People get hurt. Then, they call me. Sometimes they give me a few facts and ask if they can handle the case by themselves without an attorney. I tell them they always have the option to represent themselves. Just because they can, though, doesn’t mean that they should.
Some cases are small and very simple. Maybe they can adequately represent themselves in that kind of case. In Florida, for example, cases worth $5,000 or less can be handled in small claims court, and judges over those cases frown upon lawyers being involved.
For anything larger, it’s likely that injured people will be over their heads very fast and that the insurance companies will take serious advantage of them. In serious cases, the likelihood of one successfully representing himself is seriously diminished. Why? Because so many tasks are involved in a personal injury or wrongful death case, and usually the injured people have no training in any of the significant tasks.
When I say “tasks,” I’m talking about calculating and proving the value of the case, assembling a persuasive negotiating package to the insurance company, finding and consulting with expert witnesses and asking them the right questions, and filing a suit. Then, there will be subsequent motions to contend with in court. They will have to either be filed or defended.

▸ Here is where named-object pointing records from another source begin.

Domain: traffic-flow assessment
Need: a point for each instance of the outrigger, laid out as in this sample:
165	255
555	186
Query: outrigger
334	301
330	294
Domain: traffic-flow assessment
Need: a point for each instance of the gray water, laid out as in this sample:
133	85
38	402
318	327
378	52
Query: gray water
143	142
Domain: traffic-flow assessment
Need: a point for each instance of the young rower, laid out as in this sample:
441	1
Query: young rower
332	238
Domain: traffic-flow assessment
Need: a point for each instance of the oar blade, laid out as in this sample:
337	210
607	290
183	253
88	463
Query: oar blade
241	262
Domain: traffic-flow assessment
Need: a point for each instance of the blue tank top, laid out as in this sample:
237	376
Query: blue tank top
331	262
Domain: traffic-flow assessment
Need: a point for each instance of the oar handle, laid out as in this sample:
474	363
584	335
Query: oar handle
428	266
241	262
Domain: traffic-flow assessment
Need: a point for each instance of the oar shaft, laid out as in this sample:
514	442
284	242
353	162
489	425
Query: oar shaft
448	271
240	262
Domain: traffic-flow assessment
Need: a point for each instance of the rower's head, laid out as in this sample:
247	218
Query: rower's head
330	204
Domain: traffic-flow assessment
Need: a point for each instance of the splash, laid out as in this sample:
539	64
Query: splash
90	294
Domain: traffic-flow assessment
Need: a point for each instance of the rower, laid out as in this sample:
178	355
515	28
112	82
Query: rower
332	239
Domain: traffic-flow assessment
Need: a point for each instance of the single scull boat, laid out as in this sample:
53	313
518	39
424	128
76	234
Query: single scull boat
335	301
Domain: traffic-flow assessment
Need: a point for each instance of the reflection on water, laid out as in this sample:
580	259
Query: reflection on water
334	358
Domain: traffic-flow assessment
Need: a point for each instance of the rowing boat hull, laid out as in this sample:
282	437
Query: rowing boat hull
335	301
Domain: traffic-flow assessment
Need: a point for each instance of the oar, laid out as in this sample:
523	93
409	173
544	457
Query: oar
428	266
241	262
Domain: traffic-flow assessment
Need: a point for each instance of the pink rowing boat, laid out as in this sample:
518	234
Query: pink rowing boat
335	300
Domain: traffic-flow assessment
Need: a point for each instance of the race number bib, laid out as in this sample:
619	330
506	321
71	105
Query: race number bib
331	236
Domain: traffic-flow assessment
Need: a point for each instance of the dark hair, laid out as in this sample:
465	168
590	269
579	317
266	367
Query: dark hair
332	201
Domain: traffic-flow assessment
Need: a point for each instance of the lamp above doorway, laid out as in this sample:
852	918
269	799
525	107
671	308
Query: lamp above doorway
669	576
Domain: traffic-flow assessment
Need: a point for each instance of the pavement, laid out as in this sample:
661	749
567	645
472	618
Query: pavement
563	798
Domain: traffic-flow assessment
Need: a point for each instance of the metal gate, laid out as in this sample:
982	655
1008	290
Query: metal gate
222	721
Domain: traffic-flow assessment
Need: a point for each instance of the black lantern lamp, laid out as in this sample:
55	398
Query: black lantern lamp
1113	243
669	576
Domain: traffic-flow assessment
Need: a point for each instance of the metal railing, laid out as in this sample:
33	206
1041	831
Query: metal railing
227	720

Next comes the discovery process in which one party submits detailed questions to the other party to be answered under oath. And the parties also send written and very formal requests for production of documents. How to answer these discovery documents and when to object to them is something usually not within the expertise of a person who has been hurt.
Finally, if negotiations, usually in a formal mediation environment, are unsuccessful, one will end up trying the case and maybe appealing it. Yes, a person has a right to represent himself, but, considering the tasks involved, the better question is should he or she?